Participants of this march included dalit activists K.K Kochu, Sunny M Kapikkadu, M.D Thomas, K Ambujakshan (State President of Kerala Dalit Panthers), Sreeraman Koyyon (leader of Adivasi Gotra Jana Sabha, AGJS), P. Ramabhadran (President, Kerala Dalit Federation), Rekha Raj of Panchami Dalit Feminist Collective, Niranam Bhadrasanam Bishop Mar Geevarghese Koorilose and Maya S of Sthreevedi.
The trade unions (CPM, Congress and BJP combined) have announced their Chengara march for the eviction of the protesters on 3rd September. Meanwhile, the CPIM owned ‘ Vismaya Amusement Park ’ (!) was inaugurated in Kannur yesterday; Chief Minister V S Achuthanandan was conspicuous, as usual, by his absence on the occasion.

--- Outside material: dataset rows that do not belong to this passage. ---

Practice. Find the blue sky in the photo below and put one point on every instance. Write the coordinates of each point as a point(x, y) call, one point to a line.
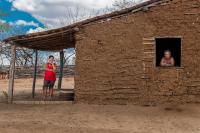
point(20, 21)
point(25, 16)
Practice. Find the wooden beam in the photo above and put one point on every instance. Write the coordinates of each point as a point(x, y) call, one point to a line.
point(61, 69)
point(34, 74)
point(11, 74)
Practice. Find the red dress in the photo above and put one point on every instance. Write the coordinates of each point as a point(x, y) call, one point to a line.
point(49, 75)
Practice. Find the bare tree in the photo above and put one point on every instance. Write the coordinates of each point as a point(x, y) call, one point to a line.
point(121, 4)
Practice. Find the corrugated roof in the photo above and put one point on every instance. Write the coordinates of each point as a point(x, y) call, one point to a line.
point(62, 38)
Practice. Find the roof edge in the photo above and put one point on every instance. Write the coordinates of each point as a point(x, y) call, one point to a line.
point(137, 8)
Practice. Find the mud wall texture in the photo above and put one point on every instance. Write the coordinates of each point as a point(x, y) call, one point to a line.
point(116, 57)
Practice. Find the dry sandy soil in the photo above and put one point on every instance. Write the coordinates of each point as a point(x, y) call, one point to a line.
point(79, 118)
point(23, 87)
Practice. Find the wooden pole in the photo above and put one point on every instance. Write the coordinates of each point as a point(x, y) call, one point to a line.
point(11, 73)
point(35, 74)
point(61, 69)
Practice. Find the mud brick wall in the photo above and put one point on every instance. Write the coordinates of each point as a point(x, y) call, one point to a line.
point(116, 57)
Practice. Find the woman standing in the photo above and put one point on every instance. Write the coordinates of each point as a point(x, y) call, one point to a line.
point(49, 77)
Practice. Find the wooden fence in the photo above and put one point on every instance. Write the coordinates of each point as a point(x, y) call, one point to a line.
point(27, 72)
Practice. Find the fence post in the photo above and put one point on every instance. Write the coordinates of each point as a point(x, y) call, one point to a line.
point(34, 74)
point(11, 73)
point(61, 70)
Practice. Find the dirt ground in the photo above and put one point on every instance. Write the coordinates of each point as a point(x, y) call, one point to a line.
point(23, 87)
point(82, 118)
point(79, 118)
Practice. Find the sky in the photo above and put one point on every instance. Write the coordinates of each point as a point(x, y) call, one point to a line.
point(28, 16)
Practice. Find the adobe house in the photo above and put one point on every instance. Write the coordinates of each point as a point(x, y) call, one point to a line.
point(118, 54)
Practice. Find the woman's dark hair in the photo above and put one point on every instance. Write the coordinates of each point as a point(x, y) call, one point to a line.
point(51, 56)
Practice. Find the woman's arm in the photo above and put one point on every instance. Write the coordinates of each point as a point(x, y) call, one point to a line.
point(54, 67)
point(162, 63)
point(172, 62)
point(47, 69)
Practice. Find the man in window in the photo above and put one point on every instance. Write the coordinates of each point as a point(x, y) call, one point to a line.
point(167, 60)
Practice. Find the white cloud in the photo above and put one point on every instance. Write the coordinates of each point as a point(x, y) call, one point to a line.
point(55, 13)
point(51, 11)
point(2, 21)
point(24, 23)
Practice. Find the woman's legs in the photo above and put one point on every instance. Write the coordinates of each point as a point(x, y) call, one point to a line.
point(45, 88)
point(51, 86)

In the complete vacuum of ideological and political opposition to the anti-democratic policies of the CPM –led govt. in Kerala, in the continuing socio-cultural segregation of dalits and adivasis in the state and, in the absence of a “radical left” similar to those who have been vehemently supporting land struggles of dalits and adivasis in some other parts in India, the Chengara struggle puts forward a strong case of alternate democratic movement led by dalits and adivasis in Kerala. If the Sadhu Jana Vimochana Samyuktha Vedi (SJVSV) and its supporters can mobilize the dalit-bahujan forces from across the state in larger numbers in the coming days, that would mark a significant turn in Kerala politics;
It is a pity however that a dalit leader like Mayawati who projects herself as a national leader with her ‘brand of power politics’ doesn’t seem to be much interested in movements such as Chengara that has sprung up from dalits and adivasis at the grass roots level – a big question mark on the anti-caste credentials of the budding BSP in the state.